The Conservative Party was able to this under the first-past-the-post (FPTP) system we currently have in Canada. To prevent this from ever happening again, Canada must adopt a proportional representation (PR) electoral system.

Under the PR system, the number of seats a government wins will be equal to the popular vote. For example, if the Conservatives win 40% of the popular vote, they only get 40% of the seats available in Parliament. This is fair. It is an accurate reflection of how Canadians actually voted.

There are many forms of PR and can be confusing to the someone new to the concept. The basic premise holds for all forms of PR. The percentage of number of seats won will equal the percentage of popular vote.

PR will encourage more people to vote because they will know their vote will not be wasted. For example, if somebody wanted to vote for the Green Party, they might not vote because they know the Green Party does not have a real chance of winning in their particular riding. But under the PR system, their vote would make a difference.

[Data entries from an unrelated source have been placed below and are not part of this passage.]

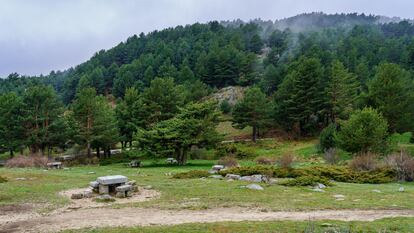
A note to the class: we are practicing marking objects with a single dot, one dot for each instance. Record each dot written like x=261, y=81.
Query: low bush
x=307, y=181
x=336, y=173
x=22, y=161
x=248, y=171
x=82, y=160
x=191, y=174
x=228, y=161
x=2, y=179
x=263, y=160
x=364, y=162
x=234, y=150
x=403, y=164
x=327, y=138
x=119, y=158
x=331, y=156
x=225, y=107
x=286, y=161
x=345, y=174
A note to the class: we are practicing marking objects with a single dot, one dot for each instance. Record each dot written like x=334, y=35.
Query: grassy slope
x=211, y=193
x=385, y=225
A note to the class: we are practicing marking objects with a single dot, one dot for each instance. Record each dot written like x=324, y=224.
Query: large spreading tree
x=252, y=110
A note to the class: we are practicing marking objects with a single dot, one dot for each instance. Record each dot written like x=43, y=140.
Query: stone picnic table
x=112, y=184
x=54, y=165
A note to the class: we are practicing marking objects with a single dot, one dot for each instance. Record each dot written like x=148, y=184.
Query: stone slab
x=108, y=180
x=124, y=188
x=217, y=167
x=94, y=184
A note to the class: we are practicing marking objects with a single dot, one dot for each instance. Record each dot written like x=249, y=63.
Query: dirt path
x=104, y=217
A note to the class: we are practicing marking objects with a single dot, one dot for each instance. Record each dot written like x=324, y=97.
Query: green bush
x=2, y=179
x=232, y=149
x=307, y=181
x=248, y=171
x=191, y=174
x=345, y=174
x=225, y=107
x=366, y=130
x=119, y=158
x=327, y=138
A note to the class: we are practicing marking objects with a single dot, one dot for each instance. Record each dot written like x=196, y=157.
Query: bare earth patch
x=11, y=216
x=106, y=217
x=142, y=195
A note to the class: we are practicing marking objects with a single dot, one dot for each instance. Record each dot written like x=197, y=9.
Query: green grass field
x=383, y=226
x=41, y=187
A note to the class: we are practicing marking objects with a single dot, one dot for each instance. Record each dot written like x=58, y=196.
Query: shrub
x=286, y=161
x=119, y=158
x=364, y=162
x=331, y=156
x=2, y=179
x=403, y=165
x=191, y=174
x=263, y=160
x=232, y=149
x=248, y=171
x=27, y=161
x=199, y=153
x=82, y=160
x=327, y=138
x=346, y=174
x=228, y=161
x=366, y=130
x=225, y=107
x=307, y=181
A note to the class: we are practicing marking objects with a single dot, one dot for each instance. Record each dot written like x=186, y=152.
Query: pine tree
x=41, y=109
x=342, y=92
x=391, y=92
x=11, y=122
x=252, y=110
x=300, y=99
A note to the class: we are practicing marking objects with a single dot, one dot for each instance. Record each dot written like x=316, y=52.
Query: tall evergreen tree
x=11, y=122
x=252, y=110
x=392, y=93
x=41, y=110
x=342, y=92
x=300, y=98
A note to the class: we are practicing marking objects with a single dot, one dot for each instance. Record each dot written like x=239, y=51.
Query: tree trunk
x=109, y=151
x=254, y=134
x=88, y=149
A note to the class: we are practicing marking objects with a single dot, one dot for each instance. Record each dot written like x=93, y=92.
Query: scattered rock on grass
x=105, y=197
x=321, y=186
x=216, y=176
x=77, y=196
x=254, y=187
x=318, y=190
x=232, y=176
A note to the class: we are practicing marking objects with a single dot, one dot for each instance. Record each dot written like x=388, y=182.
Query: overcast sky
x=37, y=36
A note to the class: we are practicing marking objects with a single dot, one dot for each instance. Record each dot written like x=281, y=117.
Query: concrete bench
x=135, y=163
x=54, y=165
x=107, y=184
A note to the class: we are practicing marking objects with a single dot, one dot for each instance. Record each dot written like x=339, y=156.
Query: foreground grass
x=384, y=225
x=42, y=187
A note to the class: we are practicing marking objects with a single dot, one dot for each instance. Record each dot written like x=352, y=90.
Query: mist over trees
x=303, y=74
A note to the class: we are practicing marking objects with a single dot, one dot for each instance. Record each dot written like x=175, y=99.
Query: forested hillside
x=307, y=71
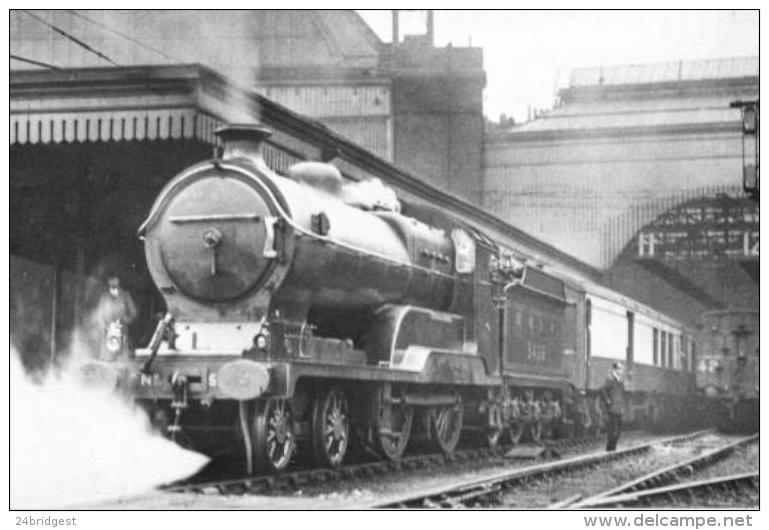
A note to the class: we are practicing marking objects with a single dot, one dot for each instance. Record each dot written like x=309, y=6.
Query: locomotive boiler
x=308, y=315
x=303, y=312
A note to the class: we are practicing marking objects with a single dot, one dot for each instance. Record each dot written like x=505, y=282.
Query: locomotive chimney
x=243, y=141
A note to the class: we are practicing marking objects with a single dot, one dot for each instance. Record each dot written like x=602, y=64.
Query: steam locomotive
x=310, y=315
x=728, y=366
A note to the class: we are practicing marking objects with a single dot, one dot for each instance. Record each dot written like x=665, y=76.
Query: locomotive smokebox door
x=218, y=250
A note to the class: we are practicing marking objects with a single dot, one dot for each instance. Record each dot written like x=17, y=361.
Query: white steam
x=71, y=445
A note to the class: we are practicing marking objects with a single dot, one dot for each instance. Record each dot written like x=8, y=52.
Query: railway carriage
x=657, y=351
x=310, y=315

In 2011, the Green Party won 4% of the popular vote. Under FPTP, the Green Party only won one seat. If PR had been adopted, the Green Party would have won 12 seats.

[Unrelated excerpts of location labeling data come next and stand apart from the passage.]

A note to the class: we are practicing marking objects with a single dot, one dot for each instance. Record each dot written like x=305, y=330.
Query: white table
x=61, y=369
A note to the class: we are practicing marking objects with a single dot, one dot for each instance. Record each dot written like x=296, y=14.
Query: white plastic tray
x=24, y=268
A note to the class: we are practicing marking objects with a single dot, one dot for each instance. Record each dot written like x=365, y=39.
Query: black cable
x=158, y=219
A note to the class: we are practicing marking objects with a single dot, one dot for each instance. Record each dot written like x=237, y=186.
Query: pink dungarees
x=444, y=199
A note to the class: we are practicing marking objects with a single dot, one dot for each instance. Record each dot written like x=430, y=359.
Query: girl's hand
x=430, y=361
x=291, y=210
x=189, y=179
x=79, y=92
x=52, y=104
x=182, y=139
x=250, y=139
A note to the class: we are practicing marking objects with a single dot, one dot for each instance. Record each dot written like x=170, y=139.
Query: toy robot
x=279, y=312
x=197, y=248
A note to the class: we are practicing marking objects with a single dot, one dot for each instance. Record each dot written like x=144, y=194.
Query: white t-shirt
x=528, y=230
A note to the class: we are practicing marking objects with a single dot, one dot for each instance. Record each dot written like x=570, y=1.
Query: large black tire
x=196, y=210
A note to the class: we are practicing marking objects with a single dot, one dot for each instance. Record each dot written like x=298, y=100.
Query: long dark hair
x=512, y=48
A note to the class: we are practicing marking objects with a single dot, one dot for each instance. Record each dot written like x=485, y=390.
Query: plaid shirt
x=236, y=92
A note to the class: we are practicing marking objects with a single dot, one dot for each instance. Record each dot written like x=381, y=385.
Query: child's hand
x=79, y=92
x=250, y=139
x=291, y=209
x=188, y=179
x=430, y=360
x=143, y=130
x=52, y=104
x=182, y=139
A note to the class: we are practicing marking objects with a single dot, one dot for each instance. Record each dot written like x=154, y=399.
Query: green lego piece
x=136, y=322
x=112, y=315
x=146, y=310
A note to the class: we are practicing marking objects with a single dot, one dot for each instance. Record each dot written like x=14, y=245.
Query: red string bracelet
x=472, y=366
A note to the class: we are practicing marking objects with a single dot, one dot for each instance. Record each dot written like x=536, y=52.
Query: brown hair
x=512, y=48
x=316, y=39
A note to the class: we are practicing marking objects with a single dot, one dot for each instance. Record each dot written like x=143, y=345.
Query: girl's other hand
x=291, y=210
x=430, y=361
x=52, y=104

Under PR, you can vote for the party you like. A lot of Canadians voted strategically in the 2015 Canadian election to ensure that Harper did not win another majority government. They voted for the candidate that had the best chance to beat the Conservative candidate. Under PR, there will be no need for strategic voting.

Some form of PR is used in 94 countries . Sweden, Norway, Denmark, Finland, Switzerland, New Zealand and Netherlands are some of the countries included in list of countries that have PR.

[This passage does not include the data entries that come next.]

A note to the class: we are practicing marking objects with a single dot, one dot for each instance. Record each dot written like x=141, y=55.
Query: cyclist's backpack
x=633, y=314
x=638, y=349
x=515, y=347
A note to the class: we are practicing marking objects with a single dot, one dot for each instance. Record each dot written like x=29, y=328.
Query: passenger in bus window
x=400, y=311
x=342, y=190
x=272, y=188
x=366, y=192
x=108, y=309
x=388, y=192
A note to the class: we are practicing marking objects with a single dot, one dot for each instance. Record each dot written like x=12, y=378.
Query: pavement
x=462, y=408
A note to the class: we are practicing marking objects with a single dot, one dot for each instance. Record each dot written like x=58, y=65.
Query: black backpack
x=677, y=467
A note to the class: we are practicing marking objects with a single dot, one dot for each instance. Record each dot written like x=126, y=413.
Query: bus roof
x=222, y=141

Many studies and research show that countries with PR have better results in terms of the environment, representation of women in parliament, income equality and the economy.

Countries with PR score six points higher on Yale University’s Environmental Performance Index. The top seven countries with the highest percentage of women represented in parliament have PR. There is strong research that shows PR is strongly correlated with lower levels of income inequality. Research also shows that countries with PR perform better economically.

You can view all the research on the Fair Vote Canada website. If you do go on the Fair Vote Canada website, you might find that their explanation of PR a little confusing. Again, keep in mind the basic premise of PR which is to ensure that political parties receive a percentage of seats in Parliament which is equal to the percentage of popular vote.

There are many forms of PR. Don’t get bogged down by the technicalities. The important thing is to adopt some form of PR.

It is important that one does not confuse PR with Alternative Vote (AV). AV is also known as ranked ballots, preferential ballots. AV is not PR. Watch video on Youtube explaining AV.

The Liberal Party of Canada (LPC) favors AV because it benefits them the most. The LPC won 184 seats in the 2015 election. They won a majority (54% of total seats) in Parliament with just 40% of the popular vote. Again, this is unfair. If AV was used, they would have won 224 seats  (66% of total seats).3  As you can clearly see, AV is even more unfair.

The Green Party won 1 seat in the last election. Under PR, they would have won 12 seats. Under AV, they would have won 1 seat. This is grossly unrepresentative of how Canadians cast their votes. The AV projected results were calculated by Eric Grenier at CBC. They are based on second choice polls done at the end of the election campaign in 2015

Leadnow is also currently running a campaign calling for the government to adopt proportional representation. According to a poll conducted by Leadnow in 2013, 70% of Canadians polled supported some type of PR. Please sign the petition at Leadnow. Share the link with your friends.

PR is supported by Greenpeace, Canadian Unitarians for Social Justice, the Council of Canadians, Democracy Watch, University of Montreal and many other organizations.


  1. Canada Elections Results. Information Service. Parliament of Canada.
  2. Electoral Systems. The Electoral Knowledge Network
  3. Change to preferential ballot would benefit Liberals. CBC News.